A Avenia, uma startup pioneira no uso de stablecoin de real para transações internacionais, acaba de fechar uma captação de US$ 17 milhões para se consolidar como uma ponte entre as fintechs globais e o sistema financeiro brasileiro e de outros países da América Latina.
Liderada por dois engenheiros que se conheceram quando estudavam no ITA, a Avenia é a emissora da BRLA, a principal stablecoin lastreada em real, com o equivalente a US$ 7,5 milhões em circulação.
A rodada foi co-liderada pela Quona Capital e a Big Bets, com a participação de investidores como Headline, Fluent Ventures, Tomorrow Capital, Palm Drive Capital, Scale Up by Endeavor, Kazea, Pátria High Growth, Sequoia Scout Fund e Accel Scout Fund.
A injeção de caixa ocorre no momento em que acaba de entrar em vigor a regulamentação do BC para essa nova categoria de entidade do setor financeiro, o Prestador de Serviços de Ativos Virtuais (PSVA).
O BC decidiu elevar a barra e estipulou uma necessidade mínima de capital de R$ 24,3 milhões para as empresas que realizam intermediação financeira e custódia de criptoativos.

Com as notícias de fintechs do setor sendo usadas pelo crime organizado para lavagem de dinheiro, as novas normas trazem a promessa de uma fiscalização mais robusta. O valor ficou bem acima da expectativa inicial, de R$ 3 milhões.
Agora, com o mercado prestes a passar por uma depuração e consolidação, a Avenia vê isso como uma oportunidade.
“Muitos competidores não vão cumprir essa exigência e precisarão buscar parcerias com as empresas mais capitalizadas,” Matheus Moura, o cofundador e CEO da Avenia, disse ao Brazil Journal.
Usando blockchain, a plataforma permite a diferentes tipos de empresas criar produtos e serviços financeiros sem necessariamente possuir licenças específicas ou construir tudo do zero. No último ano, processou mais de US$ 1 bilhão.
A fintech surgiu logo após a Lei 14.478, de dezembro de 2020, o primeiro marco regulatório das fintechs de criptoativos. Mas seu grande salto de crescimento foi no ano passado, com o avanço da regulação nos EUA e na Europa dando mais segurança aos pagamentos cross-border por meio das stablecoins.
Moura e Leandro Noel, dois dos cinco fundadores, se conhecem há 14 anos, desde quando estudavam engenharia no ITA. Depois de formados foram para o mercado financeiro, passando por gestoras e empresas de private equity.
“Em 2021 vimos que a blockchain seria uma grande oportunidade,” disse Leandro, hoje o COO da empresa.
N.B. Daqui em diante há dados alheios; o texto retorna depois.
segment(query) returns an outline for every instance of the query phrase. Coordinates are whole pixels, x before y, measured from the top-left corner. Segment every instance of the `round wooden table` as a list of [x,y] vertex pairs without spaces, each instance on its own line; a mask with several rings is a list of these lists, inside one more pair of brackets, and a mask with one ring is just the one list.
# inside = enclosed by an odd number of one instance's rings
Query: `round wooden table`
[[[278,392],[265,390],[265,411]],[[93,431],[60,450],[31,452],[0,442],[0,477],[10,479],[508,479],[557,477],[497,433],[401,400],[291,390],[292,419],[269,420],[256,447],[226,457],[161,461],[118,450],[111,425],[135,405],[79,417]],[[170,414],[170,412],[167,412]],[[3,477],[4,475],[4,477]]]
Inicialmente, começaram como uma gestora de cripto. Em 2023, devolveram o dinheiro aos clientes e fundaram a BRLA Digital – que no ano passado passou por um rebranding e virou Avenia. (A stablecoin continuou como BRLA.)
Eles criaram uma API que conecta o Pix e a BRLA com as principais stablecoins em dólar, USDC e USDTC.
Desde a fase pré-operacional, a fintech faz parte do programa de aceleração jurídica do Pinheiro Neto – um apoio tido pelos fundadores como essencial para o aprendizado da legislação e o cumprimento das regras de compliance.
A demanda dos clientes internacionais levou à expansão dos negócios para Argentina, Colômbia e México. “Com isso a gente viu que a oportunidade era mais ampla do que operar apenas no Brasil,” disse Matheus.
Há, por exemplo, fintechs de Singapura, México e Argentina com interesse em operar no Brasil e fazer pagamentos de advogados e fornecedores locais – ou, de maneira similar, há empresas brasileiras que contratam serviços no exterior.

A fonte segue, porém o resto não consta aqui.